It is possible to have a group $G$ such that the commutator subgroup (or derived subgroup) $[G,G]$ is not a quasiautomorphism-invariant subgroup, i.e., there exists a Quasiautomorphism (?) $\sigma$ of $G$ such that $\sigma(H) \ne H$.

## Proof

Further information: inner automorphism group of wreath product of groups of order p

Suppose $p$ is a prime number greater than $3$. Let $G$ be the group isomorphic to the inner automorphism group of the wreath product of two groups of order $p$. $G$ is a group of order $p^p$ with an elementary abelian normal subgroup $N$ of order $p^{p-1}$, an element of order $p$ acting on it from outside, and every non-identity element of $G$ has order $p$.

Consider the commutator subgroup $H = [G,G]$. $H$ is a group of order $p^{p-2}$, contained inside the elementary abelian normal subgroup.
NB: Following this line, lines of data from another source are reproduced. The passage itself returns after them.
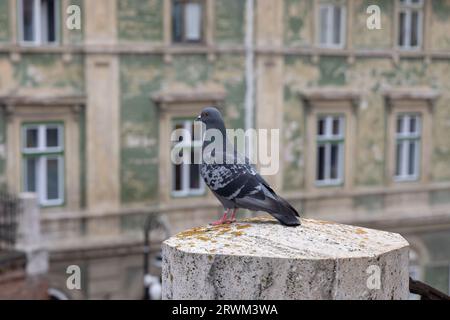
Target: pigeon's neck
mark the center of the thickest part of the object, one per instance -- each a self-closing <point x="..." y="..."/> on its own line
<point x="225" y="142"/>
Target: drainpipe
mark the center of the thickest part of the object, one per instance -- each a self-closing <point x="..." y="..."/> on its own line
<point x="249" y="70"/>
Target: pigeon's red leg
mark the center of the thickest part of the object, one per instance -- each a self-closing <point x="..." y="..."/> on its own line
<point x="222" y="220"/>
<point x="233" y="216"/>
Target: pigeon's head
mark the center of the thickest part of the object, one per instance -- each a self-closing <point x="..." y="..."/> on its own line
<point x="211" y="117"/>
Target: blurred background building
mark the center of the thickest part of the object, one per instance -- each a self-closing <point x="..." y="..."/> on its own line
<point x="87" y="115"/>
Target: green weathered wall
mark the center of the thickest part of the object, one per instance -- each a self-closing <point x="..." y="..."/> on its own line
<point x="2" y="150"/>
<point x="35" y="72"/>
<point x="4" y="21"/>
<point x="369" y="75"/>
<point x="229" y="21"/>
<point x="140" y="20"/>
<point x="142" y="76"/>
<point x="298" y="22"/>
<point x="440" y="24"/>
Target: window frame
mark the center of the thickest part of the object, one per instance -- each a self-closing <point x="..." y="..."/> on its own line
<point x="327" y="140"/>
<point x="37" y="25"/>
<point x="330" y="21"/>
<point x="42" y="154"/>
<point x="318" y="101"/>
<point x="407" y="7"/>
<point x="186" y="190"/>
<point x="404" y="138"/>
<point x="203" y="17"/>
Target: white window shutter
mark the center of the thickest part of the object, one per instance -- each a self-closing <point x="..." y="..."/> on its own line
<point x="193" y="21"/>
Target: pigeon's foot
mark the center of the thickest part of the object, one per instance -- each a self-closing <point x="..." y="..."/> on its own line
<point x="223" y="220"/>
<point x="232" y="218"/>
<point x="220" y="222"/>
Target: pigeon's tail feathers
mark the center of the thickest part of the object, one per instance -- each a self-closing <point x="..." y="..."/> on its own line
<point x="288" y="206"/>
<point x="280" y="210"/>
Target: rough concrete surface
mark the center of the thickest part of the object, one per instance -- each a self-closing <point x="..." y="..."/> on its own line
<point x="261" y="259"/>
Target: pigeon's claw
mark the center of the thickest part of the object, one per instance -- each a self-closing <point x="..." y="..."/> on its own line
<point x="233" y="217"/>
<point x="223" y="220"/>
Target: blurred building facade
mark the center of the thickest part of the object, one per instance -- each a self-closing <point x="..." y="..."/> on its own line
<point x="87" y="116"/>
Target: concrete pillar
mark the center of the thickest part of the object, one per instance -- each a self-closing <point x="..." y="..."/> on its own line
<point x="261" y="259"/>
<point x="29" y="238"/>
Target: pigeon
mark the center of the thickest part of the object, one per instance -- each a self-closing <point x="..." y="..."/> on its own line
<point x="235" y="182"/>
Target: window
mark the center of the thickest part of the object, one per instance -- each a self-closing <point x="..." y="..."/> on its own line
<point x="415" y="270"/>
<point x="410" y="24"/>
<point x="407" y="153"/>
<point x="38" y="21"/>
<point x="330" y="149"/>
<point x="331" y="26"/>
<point x="43" y="162"/>
<point x="186" y="176"/>
<point x="187" y="21"/>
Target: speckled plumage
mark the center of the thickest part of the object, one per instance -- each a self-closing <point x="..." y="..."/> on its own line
<point x="236" y="183"/>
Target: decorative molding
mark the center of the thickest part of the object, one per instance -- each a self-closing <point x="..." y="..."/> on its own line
<point x="314" y="95"/>
<point x="13" y="100"/>
<point x="425" y="94"/>
<point x="172" y="102"/>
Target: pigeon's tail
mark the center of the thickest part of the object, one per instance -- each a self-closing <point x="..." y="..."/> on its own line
<point x="286" y="214"/>
<point x="273" y="204"/>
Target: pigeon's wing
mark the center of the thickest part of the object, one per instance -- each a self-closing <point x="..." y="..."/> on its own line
<point x="241" y="184"/>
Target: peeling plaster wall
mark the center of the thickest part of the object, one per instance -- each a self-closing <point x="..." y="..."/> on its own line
<point x="142" y="76"/>
<point x="46" y="74"/>
<point x="4" y="21"/>
<point x="229" y="21"/>
<point x="298" y="22"/>
<point x="140" y="20"/>
<point x="440" y="25"/>
<point x="369" y="75"/>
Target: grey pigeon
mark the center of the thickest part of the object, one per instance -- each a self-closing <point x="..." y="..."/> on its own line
<point x="236" y="183"/>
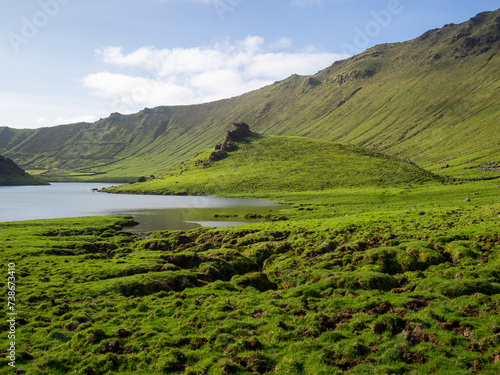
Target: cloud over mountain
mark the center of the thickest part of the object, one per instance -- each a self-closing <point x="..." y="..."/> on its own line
<point x="193" y="75"/>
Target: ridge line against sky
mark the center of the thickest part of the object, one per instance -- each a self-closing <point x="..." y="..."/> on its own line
<point x="66" y="61"/>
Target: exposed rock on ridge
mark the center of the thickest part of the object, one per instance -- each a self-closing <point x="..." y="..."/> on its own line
<point x="236" y="134"/>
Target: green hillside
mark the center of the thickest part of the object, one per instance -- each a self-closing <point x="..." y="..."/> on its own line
<point x="12" y="175"/>
<point x="434" y="99"/>
<point x="263" y="164"/>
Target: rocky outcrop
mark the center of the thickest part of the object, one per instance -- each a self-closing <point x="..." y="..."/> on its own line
<point x="11" y="174"/>
<point x="239" y="132"/>
<point x="343" y="78"/>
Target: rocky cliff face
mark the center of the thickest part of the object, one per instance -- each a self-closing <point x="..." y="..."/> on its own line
<point x="11" y="174"/>
<point x="236" y="134"/>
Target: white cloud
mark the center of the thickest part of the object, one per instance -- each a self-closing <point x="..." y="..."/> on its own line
<point x="194" y="75"/>
<point x="307" y="3"/>
<point x="282" y="43"/>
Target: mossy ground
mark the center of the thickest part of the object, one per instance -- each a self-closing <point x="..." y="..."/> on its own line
<point x="410" y="284"/>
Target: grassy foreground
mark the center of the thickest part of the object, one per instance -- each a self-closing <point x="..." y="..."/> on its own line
<point x="407" y="283"/>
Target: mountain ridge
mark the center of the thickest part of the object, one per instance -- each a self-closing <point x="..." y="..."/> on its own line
<point x="12" y="175"/>
<point x="433" y="99"/>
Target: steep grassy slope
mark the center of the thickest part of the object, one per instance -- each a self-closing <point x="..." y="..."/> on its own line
<point x="12" y="175"/>
<point x="434" y="99"/>
<point x="264" y="164"/>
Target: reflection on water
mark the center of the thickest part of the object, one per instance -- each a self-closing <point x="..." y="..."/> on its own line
<point x="61" y="200"/>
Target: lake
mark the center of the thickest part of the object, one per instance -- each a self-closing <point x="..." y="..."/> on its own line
<point x="61" y="200"/>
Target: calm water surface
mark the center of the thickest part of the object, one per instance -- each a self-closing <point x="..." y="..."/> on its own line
<point x="61" y="200"/>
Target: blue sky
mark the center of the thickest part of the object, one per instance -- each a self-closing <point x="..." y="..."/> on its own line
<point x="65" y="61"/>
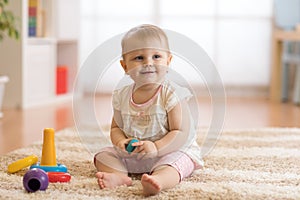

we can construct a quasiautomorphism $\sigma$ of $G$ that does not preserve $H$ as follows: the restriction of $\sigma$ to $N$ is an automorphism of $N$ that fixes the center $Z(G)$ (which is cyclic of order $p$) but does not send $H$ to itself, and $\sigma$ fixes every element of $G$ outside $H$. Note that we need $p > 3$ to ensure that $H$ is strictly bigger than $Z(G)$, which is necessary to be able to construct a $\sigma$ with the desired specifications.